Leaving home wasn’t a decision taken lightly or on the spur of the moment. In fact, you’ve wanted to go to America ever since you learned about The Home Shopping Network. So you’ve saved your rupees, or whatever it is that your particular country is nearly out of, and you’ve studied English since there apparently is no such thing as an American language.
Finally, on a fateful day forever marked by your mother as the day my child ceased to be grateful for everything I’ve ever done for him/her, you pack your bag and hit the cobblestones outside of your cottage.
How you get here is a tale you can tell your grandkids as I’m not interested in the details, but you do arrive into the heart of a metropolitan area. The noise! The lights! The people! The weird smell…which…although is a bit alarming, doesn’t deter you, although it does nauseate you and you decide to investigate what American’s drink.
You enter Hal’s Get Your Drink and Get Out Store. After some time, you realize the line isn’t moving; it is surging, as customers rush past with buckets of drinks, sucked through plastic pipes.
“These Americans,” you say to yourself with an affectionate grin. “Who can tell you about them?”
Finally, you make you way to the counter. “Excuse me, sir,” you say a few dozen times. Fortunately, a terrifying noise just outside the entrance, silences the crowd, sending them scurrying to the window, mumbling words you’ve not heard before but assume, given the tone, are the kind which resulted in a mouth full of soap when you were still wearing short pants, mostly because you were short.

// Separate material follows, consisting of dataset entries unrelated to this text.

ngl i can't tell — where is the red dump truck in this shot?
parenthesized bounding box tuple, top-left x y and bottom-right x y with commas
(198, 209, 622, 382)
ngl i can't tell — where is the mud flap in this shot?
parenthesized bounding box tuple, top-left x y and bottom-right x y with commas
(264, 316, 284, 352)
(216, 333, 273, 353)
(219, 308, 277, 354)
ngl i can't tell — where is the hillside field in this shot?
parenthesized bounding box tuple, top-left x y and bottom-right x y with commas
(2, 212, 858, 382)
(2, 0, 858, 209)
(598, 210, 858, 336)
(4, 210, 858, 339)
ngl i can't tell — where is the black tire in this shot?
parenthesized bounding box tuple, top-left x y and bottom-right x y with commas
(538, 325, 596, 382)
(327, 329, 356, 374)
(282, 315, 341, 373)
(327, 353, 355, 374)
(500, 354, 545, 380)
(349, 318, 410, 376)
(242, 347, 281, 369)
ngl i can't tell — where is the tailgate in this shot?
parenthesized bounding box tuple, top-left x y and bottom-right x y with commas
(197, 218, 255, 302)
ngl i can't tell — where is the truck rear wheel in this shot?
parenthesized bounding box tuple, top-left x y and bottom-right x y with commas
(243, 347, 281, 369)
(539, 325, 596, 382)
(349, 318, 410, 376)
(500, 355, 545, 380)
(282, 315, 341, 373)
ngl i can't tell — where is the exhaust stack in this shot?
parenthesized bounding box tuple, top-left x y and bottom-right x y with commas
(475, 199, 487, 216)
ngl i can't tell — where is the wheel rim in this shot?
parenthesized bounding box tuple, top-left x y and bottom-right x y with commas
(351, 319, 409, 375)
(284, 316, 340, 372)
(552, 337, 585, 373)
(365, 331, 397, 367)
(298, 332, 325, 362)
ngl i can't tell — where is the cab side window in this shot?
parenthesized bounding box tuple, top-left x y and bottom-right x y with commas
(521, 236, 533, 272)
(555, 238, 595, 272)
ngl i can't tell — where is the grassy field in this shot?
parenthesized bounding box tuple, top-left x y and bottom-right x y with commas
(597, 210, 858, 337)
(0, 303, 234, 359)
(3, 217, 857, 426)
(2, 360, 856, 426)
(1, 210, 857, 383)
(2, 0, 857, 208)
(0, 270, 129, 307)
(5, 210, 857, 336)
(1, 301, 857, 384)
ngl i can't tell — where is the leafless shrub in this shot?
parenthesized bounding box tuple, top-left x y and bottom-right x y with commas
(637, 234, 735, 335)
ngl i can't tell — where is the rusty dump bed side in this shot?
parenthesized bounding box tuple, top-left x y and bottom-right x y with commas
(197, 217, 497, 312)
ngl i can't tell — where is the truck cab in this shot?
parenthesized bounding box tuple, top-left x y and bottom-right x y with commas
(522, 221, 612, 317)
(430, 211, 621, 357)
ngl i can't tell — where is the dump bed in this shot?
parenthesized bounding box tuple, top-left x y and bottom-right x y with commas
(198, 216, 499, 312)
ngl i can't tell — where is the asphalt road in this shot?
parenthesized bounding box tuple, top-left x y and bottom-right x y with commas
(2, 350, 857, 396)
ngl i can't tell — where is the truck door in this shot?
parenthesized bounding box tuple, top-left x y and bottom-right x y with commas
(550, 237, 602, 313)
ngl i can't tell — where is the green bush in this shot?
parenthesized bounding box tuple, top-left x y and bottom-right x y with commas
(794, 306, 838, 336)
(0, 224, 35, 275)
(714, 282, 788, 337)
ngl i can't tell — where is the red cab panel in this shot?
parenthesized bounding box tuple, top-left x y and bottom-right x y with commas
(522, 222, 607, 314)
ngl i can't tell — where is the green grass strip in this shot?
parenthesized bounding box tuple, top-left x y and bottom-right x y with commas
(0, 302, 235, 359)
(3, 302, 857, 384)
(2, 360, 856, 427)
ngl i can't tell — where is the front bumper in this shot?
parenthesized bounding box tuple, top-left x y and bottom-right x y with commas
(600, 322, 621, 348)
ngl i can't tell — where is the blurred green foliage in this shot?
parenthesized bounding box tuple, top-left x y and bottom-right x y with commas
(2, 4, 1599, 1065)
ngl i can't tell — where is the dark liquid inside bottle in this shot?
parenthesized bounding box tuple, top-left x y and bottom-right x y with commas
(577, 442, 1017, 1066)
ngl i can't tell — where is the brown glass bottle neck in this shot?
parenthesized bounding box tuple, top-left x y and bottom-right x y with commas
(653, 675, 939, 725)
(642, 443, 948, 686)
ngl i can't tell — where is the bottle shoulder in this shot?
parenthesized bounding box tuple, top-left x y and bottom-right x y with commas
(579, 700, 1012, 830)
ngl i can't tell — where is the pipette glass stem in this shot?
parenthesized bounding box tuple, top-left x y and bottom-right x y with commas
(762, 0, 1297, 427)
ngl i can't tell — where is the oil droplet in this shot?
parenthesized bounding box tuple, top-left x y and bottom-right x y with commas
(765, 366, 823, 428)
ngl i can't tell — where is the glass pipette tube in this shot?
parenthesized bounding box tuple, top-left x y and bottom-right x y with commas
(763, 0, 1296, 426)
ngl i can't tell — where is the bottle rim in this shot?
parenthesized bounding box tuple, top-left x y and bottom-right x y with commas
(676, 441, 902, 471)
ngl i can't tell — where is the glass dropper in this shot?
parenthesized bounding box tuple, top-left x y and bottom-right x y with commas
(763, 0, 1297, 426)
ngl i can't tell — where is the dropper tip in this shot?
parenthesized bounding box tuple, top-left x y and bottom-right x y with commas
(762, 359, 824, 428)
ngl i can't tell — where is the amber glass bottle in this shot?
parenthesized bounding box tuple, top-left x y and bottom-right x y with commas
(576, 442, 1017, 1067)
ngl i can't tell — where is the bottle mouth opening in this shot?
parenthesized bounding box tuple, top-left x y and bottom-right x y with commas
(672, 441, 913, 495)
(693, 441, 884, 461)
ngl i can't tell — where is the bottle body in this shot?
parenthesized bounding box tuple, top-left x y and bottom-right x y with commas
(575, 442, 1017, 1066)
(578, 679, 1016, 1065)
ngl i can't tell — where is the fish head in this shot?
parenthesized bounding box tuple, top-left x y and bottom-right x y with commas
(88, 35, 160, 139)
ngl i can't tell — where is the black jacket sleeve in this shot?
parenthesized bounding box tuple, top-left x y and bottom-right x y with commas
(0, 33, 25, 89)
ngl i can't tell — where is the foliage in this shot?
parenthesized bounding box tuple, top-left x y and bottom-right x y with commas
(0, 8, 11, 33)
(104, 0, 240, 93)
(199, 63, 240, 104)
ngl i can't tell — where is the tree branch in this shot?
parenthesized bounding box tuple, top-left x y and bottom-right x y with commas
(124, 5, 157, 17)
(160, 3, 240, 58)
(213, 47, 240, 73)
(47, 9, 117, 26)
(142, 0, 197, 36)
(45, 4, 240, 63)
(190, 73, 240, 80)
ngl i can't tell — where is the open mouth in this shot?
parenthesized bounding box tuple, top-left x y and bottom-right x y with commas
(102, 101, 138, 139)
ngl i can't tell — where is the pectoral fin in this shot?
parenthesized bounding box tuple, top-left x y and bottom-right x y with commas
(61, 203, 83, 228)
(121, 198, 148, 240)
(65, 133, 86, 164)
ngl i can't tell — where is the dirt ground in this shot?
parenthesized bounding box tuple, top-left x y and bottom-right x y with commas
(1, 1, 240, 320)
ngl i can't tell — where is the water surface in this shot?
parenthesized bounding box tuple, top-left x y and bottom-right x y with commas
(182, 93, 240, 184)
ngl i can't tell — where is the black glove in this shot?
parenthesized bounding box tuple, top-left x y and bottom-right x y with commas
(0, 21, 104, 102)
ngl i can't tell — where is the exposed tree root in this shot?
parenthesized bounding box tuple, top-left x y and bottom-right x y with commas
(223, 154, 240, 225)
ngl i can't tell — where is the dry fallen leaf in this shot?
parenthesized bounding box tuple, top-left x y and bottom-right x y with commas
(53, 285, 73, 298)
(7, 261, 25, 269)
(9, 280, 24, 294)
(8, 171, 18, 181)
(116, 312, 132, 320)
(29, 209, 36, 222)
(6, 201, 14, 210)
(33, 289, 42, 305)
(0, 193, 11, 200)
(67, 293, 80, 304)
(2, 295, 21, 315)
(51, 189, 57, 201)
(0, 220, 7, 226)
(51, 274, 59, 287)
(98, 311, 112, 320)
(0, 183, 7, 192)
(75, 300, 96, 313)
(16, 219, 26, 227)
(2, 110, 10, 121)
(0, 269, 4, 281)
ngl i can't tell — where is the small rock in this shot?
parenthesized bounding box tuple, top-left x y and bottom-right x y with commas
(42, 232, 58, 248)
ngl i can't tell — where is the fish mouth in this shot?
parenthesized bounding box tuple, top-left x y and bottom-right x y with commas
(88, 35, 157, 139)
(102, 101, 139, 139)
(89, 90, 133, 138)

You get your chance. “Excuse me,” you say. “I would like to purchase a refreshing beverage.”
“Wha-?” says the guy behind the counter who could be a girl, but you decide it’s best not to ask.
“A refreshing beverage?” You repeat, as the customers trickle back to the counter.
“Are you pulling my leg?” says the guy here-to-for named Hal.
This puzzles you. “I am not… unless it’s a custom?” You reply.
“Look, buddy,” says Hal. “I don’t know what’s eating you, but I don’t got all day.”
You feel sympathy for the poor man who has less than 24 hours to live, perhaps due to some sort of rampant bug infestation, but mostly, you wonder if this is the best place to buy a drink. “I’m sorry for your trouble,” you say. “I’d like a drink.”
“OK!” says Hal. “Now we’re getting some place.”
“Where?” You ask.
“Where?” Hal replies, his face turning an odd mix of red and redder.
Fortunately, a young lady, steps from behind you. “Look, Hal,” she says. “Don’t bite his head off, for crying out loud.” She turns to you. “What’s your poison?” She asks, speaking loudly and slowly; enunciating as your family does with your great-uncle who fell out of a tree on his 50th birthday.
Although you don’t understand the question you decide to try one more time before seeking out your country’s national treasure; McDonalds.“Water, please?”
“See?” She says to Hal. “He’s just wet behind the ears.”
“No,” you tell her. “I’m dry in my mouth.”
“Good for you!” she cries out. “Water, Hal!” she says as she turns to go. “And I better not hear that you charged him an arm and a leg.”
This is a terrifying land, you tell yourself as you pull a bill from your wallet.
“That’ll be two dollars!” Hal announces.
“Jeez,” says the guy behind you. “They make you pay through the nose for water, don’t they?”
Shaking now, you unfold your money, hoping the cash will satisfy the man behind the counter and that he isn’t in the market for body parts. Hal takes your money, hands you a bottle of water and a receipt. You turn to go, relieved.
“Wait a minute” says the guy behind you who intends to pay with secretions from his nose. “I smell a rat.”
Good god, you think as you try to hurry out the door, but the fellow grabs your arm. “Keep your pants on,” he tells you. “Whadda ya tryin’ to pull?” he yells at Hal.
You try to wrestle away as you’d prefer not to be pulled, particularly if there’s any notion of trouser removal.
“Okay, okay,” says Hal. “Don’t jump down my throat.” He holds out a few bills, but you see your chance, break free and flee the store and, while you’re at it, the country.
“Whadda ya, some kind of a nut?” Someone cries after you, as you race away, longing for your mother who was right about foreign countries, (and everything else, just for the record,) which you will tell her when you arrive safely home with everything you were born with still attached.